Life is tough, but they are considered among the lucky ones, receiving government support via an NGO that allows them to stay in the familiar surroundings of their public rental flat.
Such schemes citywide offer 27,193 places, but more than 4,700 elderly people are on the waiting list - while many more may be unaware of the possibility of receiving such support. And despite the city's ageing population and the government's stated aim of helping people grow old in their homes, years of lobbying from NGOs has not resulted in any extra resources.
"We're very lucky to have help like them," says Lun, as the worker from the Christian Family Service Centre helps her transfer food into bowls and cover it before leaving for the next delivery.
Lun says caring for her husband, who has several other conditions as well as Alzheimer's, is tough even with such support.

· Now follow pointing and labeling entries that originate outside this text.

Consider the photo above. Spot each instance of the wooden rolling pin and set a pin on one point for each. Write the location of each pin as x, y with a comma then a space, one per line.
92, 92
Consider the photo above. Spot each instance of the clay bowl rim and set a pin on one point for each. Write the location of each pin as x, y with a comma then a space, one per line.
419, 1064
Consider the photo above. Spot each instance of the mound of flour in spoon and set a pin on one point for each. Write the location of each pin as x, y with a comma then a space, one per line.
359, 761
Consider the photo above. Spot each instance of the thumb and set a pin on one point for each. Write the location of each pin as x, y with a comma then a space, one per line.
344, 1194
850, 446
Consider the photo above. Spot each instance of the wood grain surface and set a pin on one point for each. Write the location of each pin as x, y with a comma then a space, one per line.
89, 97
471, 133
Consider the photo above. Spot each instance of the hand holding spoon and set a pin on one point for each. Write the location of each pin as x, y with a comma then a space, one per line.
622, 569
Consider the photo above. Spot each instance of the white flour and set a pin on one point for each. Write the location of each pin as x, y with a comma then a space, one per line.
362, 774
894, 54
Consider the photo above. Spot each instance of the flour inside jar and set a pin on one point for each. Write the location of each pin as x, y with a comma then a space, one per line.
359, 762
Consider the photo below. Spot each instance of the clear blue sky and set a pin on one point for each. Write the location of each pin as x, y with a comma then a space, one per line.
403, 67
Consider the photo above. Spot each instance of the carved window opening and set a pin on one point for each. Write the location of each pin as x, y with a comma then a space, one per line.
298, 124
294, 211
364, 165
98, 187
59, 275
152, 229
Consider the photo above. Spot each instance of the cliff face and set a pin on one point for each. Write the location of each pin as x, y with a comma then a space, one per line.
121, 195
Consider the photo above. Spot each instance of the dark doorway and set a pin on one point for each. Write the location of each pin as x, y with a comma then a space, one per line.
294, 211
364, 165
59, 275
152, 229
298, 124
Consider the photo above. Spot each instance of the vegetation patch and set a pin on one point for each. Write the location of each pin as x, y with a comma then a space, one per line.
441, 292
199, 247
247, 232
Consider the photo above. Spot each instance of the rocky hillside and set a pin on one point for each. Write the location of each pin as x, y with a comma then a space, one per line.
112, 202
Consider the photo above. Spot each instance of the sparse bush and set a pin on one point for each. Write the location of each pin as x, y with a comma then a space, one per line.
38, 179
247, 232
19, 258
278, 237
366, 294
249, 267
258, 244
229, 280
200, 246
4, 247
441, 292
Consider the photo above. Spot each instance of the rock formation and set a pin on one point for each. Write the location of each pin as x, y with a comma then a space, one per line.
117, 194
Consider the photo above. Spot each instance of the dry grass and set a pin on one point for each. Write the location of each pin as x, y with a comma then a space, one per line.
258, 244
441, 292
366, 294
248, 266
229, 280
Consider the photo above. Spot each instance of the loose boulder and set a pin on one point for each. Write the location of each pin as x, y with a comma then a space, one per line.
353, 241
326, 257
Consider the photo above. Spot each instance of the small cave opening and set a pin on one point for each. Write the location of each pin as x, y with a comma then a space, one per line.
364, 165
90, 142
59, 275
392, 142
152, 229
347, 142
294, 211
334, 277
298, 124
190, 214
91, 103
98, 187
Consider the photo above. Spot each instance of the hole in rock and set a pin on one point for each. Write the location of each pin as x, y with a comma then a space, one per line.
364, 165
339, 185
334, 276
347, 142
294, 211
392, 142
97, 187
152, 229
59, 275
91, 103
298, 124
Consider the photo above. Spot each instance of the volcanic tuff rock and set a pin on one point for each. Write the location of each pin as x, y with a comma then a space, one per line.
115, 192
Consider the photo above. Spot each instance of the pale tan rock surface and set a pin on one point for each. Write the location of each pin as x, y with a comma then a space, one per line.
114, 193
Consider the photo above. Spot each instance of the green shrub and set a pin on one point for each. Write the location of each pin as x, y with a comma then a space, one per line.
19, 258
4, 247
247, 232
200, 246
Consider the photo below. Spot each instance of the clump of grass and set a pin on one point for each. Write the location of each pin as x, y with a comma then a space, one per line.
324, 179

"It's still hard ... the whole day revolves around him. I don't really have time even to sleep."
Each day, Lun dresses and feeds her husband, helps him into his wheelchair and takes him outside for fresh air. At night, she stays awake to bring him water and change his diapers. In the past year his speech has deteriorated and Lun often relies on instinct to work out what he needs.
Tong Choi-ying, head of integrated services for elderly people at the service centre, says the government has been increasing - albeit slowly - resources to help extremely frail seniors stay home. But the huge need among those who are less frail has not been addressed.
"We've stretched our resources to the maximum here," Tong says. "If we provide the simple support to elderly people who can live in the community with just a little help, it will keep them from entering care homes prematurely."
This will be a particular help to people like Lun - sole carers to relatives frailer than themselves.
Two tragic cases this summer have involved sole carers and relatives reliant on their help. Last month an 84-year-old man who was confined to a wheelchair and could not feed himself died days after his 61-year-old son-in-law passed away in the flat. In the second incident, a 60-year-old man tried to set his paralysed wife on fire to "end her suffering".
"There are many whom we don't know of, who need support," Tong says.
A Social Welfare Department spokeswoman said the government had added 1,666 Enhanced Home and Community Care Services places - for the very frail. But there has been no increase in places in the Integrated Home Care Services - which benefits people like Lun and Lee.